CONTRATAPA
› Por Regina Candel Martinez*
Uno esconde, tapa, pone recuerdos propios y ajenos debajo de la alfombra así no arruinan el paisaje. Sin saberlo nací envuelta en una historia con dolor que se fue acumulando de generación en generación. Idas y regresos entre Argentina y España. Huidas, despedidas, reencuentros, llanto. Mi abuelo Candel escapó de la España franquista y terminó su vida en Comodoro Rivadavia. Papá nació, creció, tuvo su familia. Sus hijos, mi hermano y yo, no pudimos conocer al abuelo que falleció joven. Yo aún acá, mi hermano volvió a España. Porque en este caso no es irse, es volver.
En esta historia siempre hubo un lugar que daba el único marco de alegría a la constante sensación de ojos tristes. La Hostería Steiner, a 2 kilómetros del centro de El Bolsón, se transformó en el único oasis dentro de un desierto incierto de personajes con hombros caídos y voces de llanto. Frente a la hostería el imponente Cerro Piltriquitrón, altísimo, como observando estas visitas de viajeros a lo largo de los tiempos.

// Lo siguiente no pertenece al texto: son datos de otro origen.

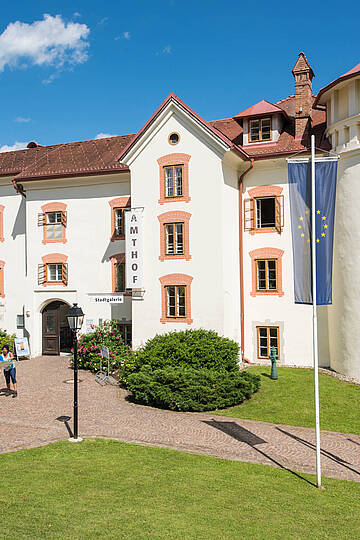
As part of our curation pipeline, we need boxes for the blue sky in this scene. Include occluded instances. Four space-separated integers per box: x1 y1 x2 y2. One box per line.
0 0 360 151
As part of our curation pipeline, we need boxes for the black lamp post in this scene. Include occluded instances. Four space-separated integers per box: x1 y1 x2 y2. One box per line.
66 304 84 442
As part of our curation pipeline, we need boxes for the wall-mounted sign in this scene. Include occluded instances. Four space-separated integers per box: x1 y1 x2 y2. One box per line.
89 294 124 304
14 338 30 358
125 208 144 289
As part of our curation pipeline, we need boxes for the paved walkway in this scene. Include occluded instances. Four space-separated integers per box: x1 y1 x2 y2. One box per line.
0 357 360 482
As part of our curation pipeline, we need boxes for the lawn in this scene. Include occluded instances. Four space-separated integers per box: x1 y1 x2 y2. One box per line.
212 366 360 434
0 439 360 540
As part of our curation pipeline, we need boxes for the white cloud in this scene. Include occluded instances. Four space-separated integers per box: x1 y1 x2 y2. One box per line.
0 141 28 152
14 116 31 124
95 133 117 139
0 14 90 71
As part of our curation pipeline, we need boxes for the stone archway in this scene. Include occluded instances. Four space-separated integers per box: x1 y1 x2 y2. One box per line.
41 300 71 356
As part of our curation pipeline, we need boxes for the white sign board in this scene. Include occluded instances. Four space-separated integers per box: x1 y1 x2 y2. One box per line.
89 294 124 304
14 338 30 358
125 208 144 289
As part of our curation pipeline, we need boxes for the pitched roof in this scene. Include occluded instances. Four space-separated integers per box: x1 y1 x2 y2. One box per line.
314 64 360 107
118 92 248 159
0 134 134 181
234 99 284 118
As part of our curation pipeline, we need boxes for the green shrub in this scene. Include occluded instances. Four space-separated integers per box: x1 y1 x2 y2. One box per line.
128 330 239 372
128 366 260 411
71 321 131 373
0 330 16 353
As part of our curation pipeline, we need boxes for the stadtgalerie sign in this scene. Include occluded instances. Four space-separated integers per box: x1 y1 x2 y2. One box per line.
125 208 144 289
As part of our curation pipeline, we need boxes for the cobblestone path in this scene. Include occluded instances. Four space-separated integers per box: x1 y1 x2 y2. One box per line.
0 357 360 482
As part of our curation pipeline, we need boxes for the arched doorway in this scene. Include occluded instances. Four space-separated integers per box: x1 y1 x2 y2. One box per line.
42 300 71 356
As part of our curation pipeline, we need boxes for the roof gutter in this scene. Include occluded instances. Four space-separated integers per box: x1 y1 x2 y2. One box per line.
239 158 255 364
12 178 26 199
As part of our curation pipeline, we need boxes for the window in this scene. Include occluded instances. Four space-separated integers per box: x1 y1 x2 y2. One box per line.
244 186 284 234
117 323 132 347
169 133 180 144
249 247 284 297
165 223 184 255
158 210 191 261
38 203 67 244
164 165 183 197
38 253 68 287
160 274 193 324
165 285 186 317
256 259 277 291
157 153 191 204
257 326 280 359
114 263 125 292
249 118 271 142
109 197 131 242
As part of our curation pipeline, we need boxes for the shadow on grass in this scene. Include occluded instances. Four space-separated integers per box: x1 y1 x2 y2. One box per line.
276 427 360 476
203 419 317 487
56 416 74 438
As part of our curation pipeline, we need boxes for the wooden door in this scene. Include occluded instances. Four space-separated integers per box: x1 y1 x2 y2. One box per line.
43 302 60 356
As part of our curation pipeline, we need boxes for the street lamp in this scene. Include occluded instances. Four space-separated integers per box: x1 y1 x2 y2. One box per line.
66 304 84 442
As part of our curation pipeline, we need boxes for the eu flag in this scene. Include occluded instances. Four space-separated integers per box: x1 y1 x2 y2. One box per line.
288 158 337 305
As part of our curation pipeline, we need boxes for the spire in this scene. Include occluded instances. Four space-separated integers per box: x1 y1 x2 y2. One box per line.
292 52 314 139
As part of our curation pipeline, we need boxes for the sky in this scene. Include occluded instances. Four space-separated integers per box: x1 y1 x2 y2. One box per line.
0 0 360 151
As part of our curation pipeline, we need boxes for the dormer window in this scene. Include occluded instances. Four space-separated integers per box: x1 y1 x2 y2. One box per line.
249 118 271 142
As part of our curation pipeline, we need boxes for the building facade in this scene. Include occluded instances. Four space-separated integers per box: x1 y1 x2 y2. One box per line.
0 53 360 379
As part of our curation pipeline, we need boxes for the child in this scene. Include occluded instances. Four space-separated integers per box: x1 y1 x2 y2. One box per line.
0 345 17 397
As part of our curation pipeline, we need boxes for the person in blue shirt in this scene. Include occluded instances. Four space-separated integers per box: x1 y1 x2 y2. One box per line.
0 345 17 397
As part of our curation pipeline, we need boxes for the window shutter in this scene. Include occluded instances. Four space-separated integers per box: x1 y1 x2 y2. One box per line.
244 199 255 231
38 264 46 285
61 212 67 227
275 195 284 234
61 263 68 285
38 212 46 227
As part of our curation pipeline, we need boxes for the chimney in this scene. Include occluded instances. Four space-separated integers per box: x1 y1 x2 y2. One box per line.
292 52 314 140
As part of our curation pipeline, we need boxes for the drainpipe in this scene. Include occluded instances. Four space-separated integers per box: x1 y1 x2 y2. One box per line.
12 178 26 198
239 158 254 364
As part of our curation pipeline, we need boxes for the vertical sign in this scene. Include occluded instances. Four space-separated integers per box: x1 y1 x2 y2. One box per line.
125 208 144 289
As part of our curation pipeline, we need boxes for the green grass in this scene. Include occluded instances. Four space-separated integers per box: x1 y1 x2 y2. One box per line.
0 439 360 540
212 366 360 434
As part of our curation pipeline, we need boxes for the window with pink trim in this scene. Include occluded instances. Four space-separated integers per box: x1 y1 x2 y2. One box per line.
109 197 131 242
158 211 191 261
159 274 193 324
38 253 68 287
38 202 67 244
0 261 5 298
0 204 5 242
244 186 284 234
110 253 131 295
157 153 191 204
249 248 284 296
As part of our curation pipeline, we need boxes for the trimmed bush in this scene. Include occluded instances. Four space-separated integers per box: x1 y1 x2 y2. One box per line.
0 330 16 354
129 330 239 372
71 321 131 373
128 366 260 411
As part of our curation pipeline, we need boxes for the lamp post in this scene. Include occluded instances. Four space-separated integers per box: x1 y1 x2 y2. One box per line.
66 304 84 442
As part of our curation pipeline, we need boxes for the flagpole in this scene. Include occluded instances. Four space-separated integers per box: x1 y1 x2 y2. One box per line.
311 135 321 488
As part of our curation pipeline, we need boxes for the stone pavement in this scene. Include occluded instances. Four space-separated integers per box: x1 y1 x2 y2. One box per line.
0 357 360 482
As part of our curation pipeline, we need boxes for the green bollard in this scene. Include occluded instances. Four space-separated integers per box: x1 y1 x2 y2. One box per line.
270 347 279 381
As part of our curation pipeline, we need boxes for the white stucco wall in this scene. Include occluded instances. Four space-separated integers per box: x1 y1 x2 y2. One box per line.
15 174 131 355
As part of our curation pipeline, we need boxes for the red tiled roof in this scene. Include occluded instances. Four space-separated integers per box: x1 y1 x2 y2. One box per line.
234 99 284 118
314 64 360 107
0 134 134 181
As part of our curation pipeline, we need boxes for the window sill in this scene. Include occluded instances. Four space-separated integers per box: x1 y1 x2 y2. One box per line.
160 317 193 324
158 196 191 204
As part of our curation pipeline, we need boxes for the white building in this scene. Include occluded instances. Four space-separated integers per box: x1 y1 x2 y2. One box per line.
0 53 360 378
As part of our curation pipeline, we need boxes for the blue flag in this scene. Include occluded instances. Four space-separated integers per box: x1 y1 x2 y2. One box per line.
288 159 337 305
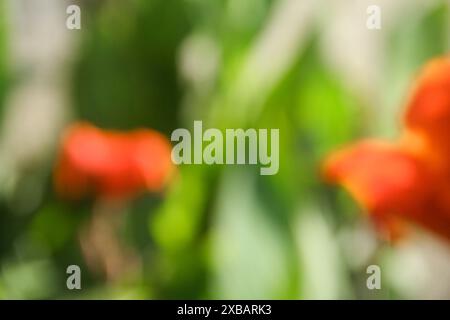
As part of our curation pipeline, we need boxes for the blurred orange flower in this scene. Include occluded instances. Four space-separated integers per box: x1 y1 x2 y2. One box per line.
324 57 450 240
54 123 173 199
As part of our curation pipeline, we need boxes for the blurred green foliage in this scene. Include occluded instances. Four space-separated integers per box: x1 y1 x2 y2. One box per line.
0 0 449 299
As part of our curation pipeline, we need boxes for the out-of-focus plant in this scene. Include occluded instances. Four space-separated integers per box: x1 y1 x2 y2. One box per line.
325 57 450 240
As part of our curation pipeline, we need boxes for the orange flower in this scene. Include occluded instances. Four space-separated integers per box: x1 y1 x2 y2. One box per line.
324 57 450 240
54 123 173 199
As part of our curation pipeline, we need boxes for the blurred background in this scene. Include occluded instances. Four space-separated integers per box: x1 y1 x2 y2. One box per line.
0 0 450 299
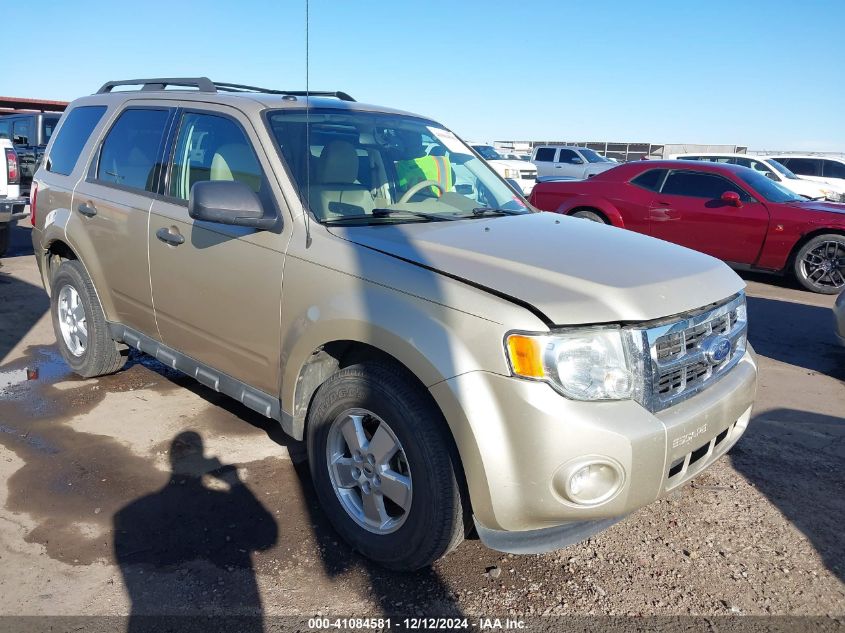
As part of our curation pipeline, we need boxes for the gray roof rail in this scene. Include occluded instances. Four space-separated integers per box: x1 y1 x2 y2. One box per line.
97 77 217 95
213 81 355 101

En los años 50 mi abuelo pasaba al menos dos meses de verano en la hostería y usualmente lo llevaba a su hijo. Viajeros de tren y luego a caballo. Sobre las monturas recorrían los senderos del ¨Piltri¨, buscando respuestas, como si el cerro fuera un gurú. Así se acercaban hasta el Lago Puelo e iban a la playita, donde mi papá jugaba a tirarse desde un tronco empotrado en el fondo del lago mientras mi abuelo leía un libro recostado sobre las piedras levantando cada tanto la mirada para saludar a su hijo Danielcito.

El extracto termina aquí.